Caro amigo
Em mais de um ano desta correspondência, não me lembro já se te falei da economia dos bidões, aqueles mesmos do crude mas cheios de roupa, bugigangas e alimentos, que chegam aqui em barcos, enviados pelos emigrantes, especialmente os que andam pelos Estados Unidos. Mas tenho a certeza que não te disse outra coisa que vem neles: armas. Muitas. E a funcionar.
Esta semana a questão das armas que proliferam aqui pelas ilhas foi discutida durante três dias na Praia. E a frase nem sequer é minha, é do ministro da Administração Interna, Lívio Lopes, que falou em “proliferação de armas” ilegais.
“A Polícia Nacional tem uma noção em termos de localização espacial, que as ilhas de Santiago, Fogo e Brava são as ilhas que concentram maior número de armas em termos de entradas, com origem principalmente nos bidões de encomendas que vem de fora”. Palavras de ministro.
E entende-se porquê estas ilhas. Santiago porque é onde chegam os barcos carregados de bidões da América, que pelo que sei são abertos pela alfandega mas cujos funcionários desistem muitas vezes das buscas, fartos de vasculhar em meio bidão de roupa velha.
Não sabem, ou não querem saber, ou sabem e ganham alguma coisa para não saber, que as coisas mais importantes e valiosas vêm no fundo do bidão. O próprio dono de um, que vende aqui na Praia o que a família lhe manda dos Estados Unidos, me dizia isso há tempos, pelo que parece que além de lógico não é segredo para ninguém.
E depois Fogo e Brava. Também natural, porque os cabo-verdianos do Fogo e da Brava emigraram de preferência para os Estados Unidos, como os do interior de Santiago emigraram tendencialmente para Portugal.
Agora há uma coisa que te quero fazer notar. As autoridades sabem que há muitas armas por aí mas não fazem a mínima ideia quantas e em que mãos.
A mim já me disseram, e não foi só uma pessoa, que no mercado de Sucupira, aqui no centro da capital da Cabo Verde, posso comprar qualquer tipo de arma e respectivas munições. Não sei, nunca tentei.
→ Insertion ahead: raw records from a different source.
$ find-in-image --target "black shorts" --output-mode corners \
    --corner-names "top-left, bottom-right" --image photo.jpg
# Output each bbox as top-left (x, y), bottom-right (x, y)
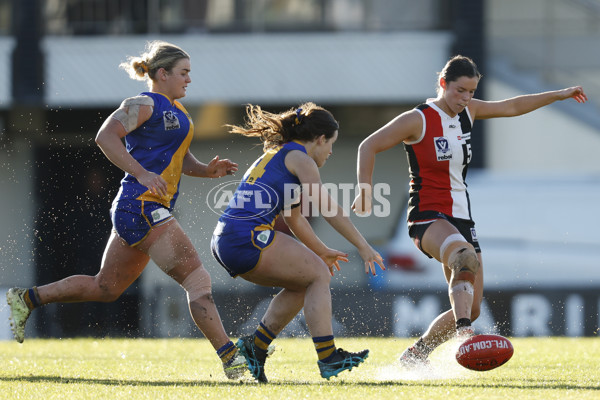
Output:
top-left (408, 211), bottom-right (481, 258)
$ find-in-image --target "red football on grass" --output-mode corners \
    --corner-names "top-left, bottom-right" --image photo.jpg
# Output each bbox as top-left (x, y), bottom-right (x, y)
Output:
top-left (455, 334), bottom-right (514, 371)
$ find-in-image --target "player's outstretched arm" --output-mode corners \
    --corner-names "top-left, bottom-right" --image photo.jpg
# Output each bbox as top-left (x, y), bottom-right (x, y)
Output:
top-left (470, 86), bottom-right (588, 120)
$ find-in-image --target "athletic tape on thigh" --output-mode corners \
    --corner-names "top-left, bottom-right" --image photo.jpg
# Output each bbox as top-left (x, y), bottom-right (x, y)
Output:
top-left (439, 233), bottom-right (465, 262)
top-left (181, 267), bottom-right (212, 302)
top-left (112, 95), bottom-right (154, 133)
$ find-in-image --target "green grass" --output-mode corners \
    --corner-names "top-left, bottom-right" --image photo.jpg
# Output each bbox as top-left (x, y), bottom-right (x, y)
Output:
top-left (1, 337), bottom-right (598, 399)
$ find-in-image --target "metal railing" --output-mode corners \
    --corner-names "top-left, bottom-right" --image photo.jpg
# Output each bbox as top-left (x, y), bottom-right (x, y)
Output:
top-left (40, 0), bottom-right (448, 36)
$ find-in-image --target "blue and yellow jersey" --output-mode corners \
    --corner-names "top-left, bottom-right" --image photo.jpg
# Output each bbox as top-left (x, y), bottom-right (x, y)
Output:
top-left (217, 141), bottom-right (306, 232)
top-left (114, 92), bottom-right (194, 210)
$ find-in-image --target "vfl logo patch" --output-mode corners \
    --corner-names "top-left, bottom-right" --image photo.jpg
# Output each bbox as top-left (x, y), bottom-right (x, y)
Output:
top-left (470, 227), bottom-right (478, 242)
top-left (434, 136), bottom-right (452, 161)
top-left (256, 230), bottom-right (272, 245)
top-left (151, 208), bottom-right (171, 223)
top-left (163, 110), bottom-right (181, 131)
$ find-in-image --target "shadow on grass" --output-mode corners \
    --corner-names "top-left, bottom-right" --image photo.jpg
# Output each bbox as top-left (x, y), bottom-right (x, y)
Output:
top-left (1, 375), bottom-right (599, 391)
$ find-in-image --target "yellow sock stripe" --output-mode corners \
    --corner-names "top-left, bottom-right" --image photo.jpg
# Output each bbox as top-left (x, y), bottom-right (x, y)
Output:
top-left (313, 336), bottom-right (336, 361)
top-left (254, 336), bottom-right (269, 351)
top-left (314, 340), bottom-right (335, 350)
top-left (317, 346), bottom-right (336, 360)
top-left (259, 322), bottom-right (275, 340)
top-left (254, 323), bottom-right (276, 352)
top-left (22, 292), bottom-right (35, 310)
top-left (217, 342), bottom-right (237, 362)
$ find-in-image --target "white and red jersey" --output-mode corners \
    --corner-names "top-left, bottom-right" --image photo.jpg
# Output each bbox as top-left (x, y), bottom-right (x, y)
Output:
top-left (404, 101), bottom-right (474, 223)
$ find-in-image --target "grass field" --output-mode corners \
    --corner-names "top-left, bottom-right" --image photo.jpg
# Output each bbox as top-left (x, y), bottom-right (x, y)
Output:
top-left (1, 337), bottom-right (598, 399)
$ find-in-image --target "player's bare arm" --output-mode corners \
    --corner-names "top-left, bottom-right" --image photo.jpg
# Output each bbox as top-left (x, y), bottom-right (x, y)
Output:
top-left (283, 206), bottom-right (347, 276)
top-left (283, 202), bottom-right (329, 256)
top-left (182, 153), bottom-right (238, 178)
top-left (287, 150), bottom-right (385, 275)
top-left (96, 105), bottom-right (167, 197)
top-left (469, 86), bottom-right (588, 120)
top-left (352, 110), bottom-right (422, 215)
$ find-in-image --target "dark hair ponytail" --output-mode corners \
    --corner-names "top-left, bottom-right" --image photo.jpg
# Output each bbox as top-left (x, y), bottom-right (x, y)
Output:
top-left (227, 102), bottom-right (339, 151)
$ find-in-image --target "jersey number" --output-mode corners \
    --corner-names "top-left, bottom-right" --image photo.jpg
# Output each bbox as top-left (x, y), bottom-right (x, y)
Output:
top-left (463, 142), bottom-right (472, 164)
top-left (246, 150), bottom-right (277, 184)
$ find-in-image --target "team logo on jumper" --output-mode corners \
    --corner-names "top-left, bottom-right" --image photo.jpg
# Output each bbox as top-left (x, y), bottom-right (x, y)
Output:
top-left (434, 137), bottom-right (452, 161)
top-left (470, 227), bottom-right (478, 242)
top-left (163, 111), bottom-right (181, 131)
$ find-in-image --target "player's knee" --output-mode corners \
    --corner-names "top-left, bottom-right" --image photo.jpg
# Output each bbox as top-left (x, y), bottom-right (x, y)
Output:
top-left (315, 261), bottom-right (332, 284)
top-left (96, 284), bottom-right (123, 302)
top-left (181, 267), bottom-right (213, 303)
top-left (93, 275), bottom-right (125, 302)
top-left (448, 244), bottom-right (479, 285)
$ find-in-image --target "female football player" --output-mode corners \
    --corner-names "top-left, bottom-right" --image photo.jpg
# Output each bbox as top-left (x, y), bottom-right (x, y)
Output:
top-left (6, 40), bottom-right (246, 379)
top-left (352, 55), bottom-right (587, 368)
top-left (211, 102), bottom-right (385, 382)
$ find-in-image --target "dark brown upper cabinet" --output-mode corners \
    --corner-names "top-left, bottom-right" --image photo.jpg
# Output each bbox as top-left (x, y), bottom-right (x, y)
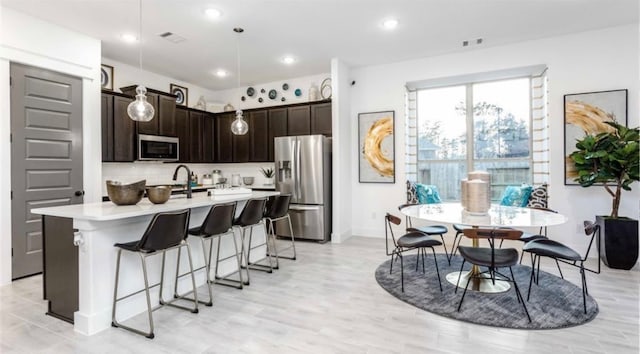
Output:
top-left (268, 107), bottom-right (288, 161)
top-left (287, 105), bottom-right (311, 136)
top-left (120, 86), bottom-right (177, 137)
top-left (215, 113), bottom-right (234, 163)
top-left (311, 102), bottom-right (332, 136)
top-left (249, 110), bottom-right (269, 162)
top-left (175, 107), bottom-right (190, 162)
top-left (202, 114), bottom-right (215, 163)
top-left (101, 90), bottom-right (136, 162)
top-left (189, 110), bottom-right (204, 162)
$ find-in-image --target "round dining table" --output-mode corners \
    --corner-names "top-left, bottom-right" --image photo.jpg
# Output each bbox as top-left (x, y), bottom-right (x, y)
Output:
top-left (400, 202), bottom-right (568, 293)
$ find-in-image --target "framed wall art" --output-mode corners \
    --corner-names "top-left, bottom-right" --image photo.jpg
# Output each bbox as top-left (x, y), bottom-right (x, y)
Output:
top-left (564, 89), bottom-right (627, 185)
top-left (170, 84), bottom-right (188, 106)
top-left (358, 110), bottom-right (395, 183)
top-left (100, 64), bottom-right (114, 90)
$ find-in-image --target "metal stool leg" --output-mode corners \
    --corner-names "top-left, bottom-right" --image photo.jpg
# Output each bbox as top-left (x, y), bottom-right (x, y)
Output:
top-left (212, 231), bottom-right (245, 289)
top-left (247, 221), bottom-right (275, 273)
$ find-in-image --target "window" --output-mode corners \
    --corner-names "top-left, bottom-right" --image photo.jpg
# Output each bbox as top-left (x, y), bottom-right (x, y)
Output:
top-left (416, 78), bottom-right (532, 201)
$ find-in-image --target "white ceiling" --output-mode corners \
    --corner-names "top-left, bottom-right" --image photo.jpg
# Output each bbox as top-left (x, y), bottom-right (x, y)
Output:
top-left (2, 0), bottom-right (637, 91)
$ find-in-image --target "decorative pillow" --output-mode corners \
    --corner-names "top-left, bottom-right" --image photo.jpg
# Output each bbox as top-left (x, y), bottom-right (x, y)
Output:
top-left (499, 185), bottom-right (533, 207)
top-left (406, 180), bottom-right (418, 204)
top-left (416, 184), bottom-right (442, 204)
top-left (527, 183), bottom-right (548, 208)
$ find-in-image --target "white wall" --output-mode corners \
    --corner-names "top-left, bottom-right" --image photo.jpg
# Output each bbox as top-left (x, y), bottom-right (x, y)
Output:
top-left (0, 7), bottom-right (102, 285)
top-left (212, 73), bottom-right (330, 112)
top-left (349, 24), bottom-right (639, 253)
top-left (101, 58), bottom-right (221, 111)
top-left (330, 59), bottom-right (353, 243)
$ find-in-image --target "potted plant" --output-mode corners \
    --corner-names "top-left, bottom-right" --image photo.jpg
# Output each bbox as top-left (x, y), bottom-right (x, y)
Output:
top-left (570, 121), bottom-right (639, 269)
top-left (260, 167), bottom-right (275, 185)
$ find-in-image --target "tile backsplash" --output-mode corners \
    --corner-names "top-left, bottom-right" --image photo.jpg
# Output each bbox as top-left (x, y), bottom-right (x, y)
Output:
top-left (102, 162), bottom-right (275, 196)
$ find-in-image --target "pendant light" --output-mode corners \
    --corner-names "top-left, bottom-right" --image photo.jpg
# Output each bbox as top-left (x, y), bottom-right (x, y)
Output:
top-left (231, 27), bottom-right (248, 135)
top-left (127, 0), bottom-right (155, 122)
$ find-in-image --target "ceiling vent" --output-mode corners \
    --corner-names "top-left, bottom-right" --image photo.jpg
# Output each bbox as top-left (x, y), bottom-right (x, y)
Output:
top-left (159, 32), bottom-right (186, 44)
top-left (462, 38), bottom-right (484, 47)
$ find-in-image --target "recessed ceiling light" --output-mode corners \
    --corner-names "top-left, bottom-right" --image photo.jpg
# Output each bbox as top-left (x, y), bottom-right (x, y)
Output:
top-left (121, 33), bottom-right (138, 43)
top-left (281, 56), bottom-right (296, 65)
top-left (382, 18), bottom-right (398, 30)
top-left (205, 8), bottom-right (222, 19)
top-left (215, 69), bottom-right (228, 78)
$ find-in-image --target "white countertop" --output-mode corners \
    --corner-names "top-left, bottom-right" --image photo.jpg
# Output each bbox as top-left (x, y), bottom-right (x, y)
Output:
top-left (32, 191), bottom-right (279, 221)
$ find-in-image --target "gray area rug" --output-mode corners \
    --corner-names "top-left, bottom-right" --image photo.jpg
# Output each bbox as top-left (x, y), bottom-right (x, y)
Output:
top-left (375, 253), bottom-right (598, 329)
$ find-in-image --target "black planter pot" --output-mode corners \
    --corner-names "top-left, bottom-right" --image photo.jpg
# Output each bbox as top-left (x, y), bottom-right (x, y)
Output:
top-left (596, 215), bottom-right (639, 270)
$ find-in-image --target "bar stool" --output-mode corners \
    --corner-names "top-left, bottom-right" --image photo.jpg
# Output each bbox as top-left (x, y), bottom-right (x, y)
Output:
top-left (264, 194), bottom-right (296, 269)
top-left (183, 202), bottom-right (239, 302)
top-left (111, 209), bottom-right (198, 339)
top-left (235, 198), bottom-right (270, 283)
Mas sei que por muitas que por ali andem nunca será comparável ao imenso, monstruoso, supermercado de armas letais que é os Estados Unidos.
E será de lá, compradas em saldo, compradas nas quantidades que quiseres, que elas viajam depois confortavelmente aqui para as ilhas, embrulhadas numa camisa de marca ou dentro de um par de botas, também de marca.
Sei que as autoridades estão preocupadas, “tendo em conta os crimes que estão a surgir ultimamente nos quais essas armas são usadas”, segundo Lívio Lopes.
E é também o homem que diz isto: Estamos numa região onde o controlo da livre circulação de pessoas e bens é ainda deficiente, o que poderá levar com que haja um maior número de angariação dessas armas nas nossas águas territoriais.
Mas olha, caro amigo. Também sei que, aqui, identificar um problema é uma coisa e combate-lo é outra.
Sei agora, e sabes tu também, que cada cidadão deste país pode, se quiser, andar com uma bela pistola à cintura. Eu prefiro o par de botas. E que as possa descalçar todas as noites.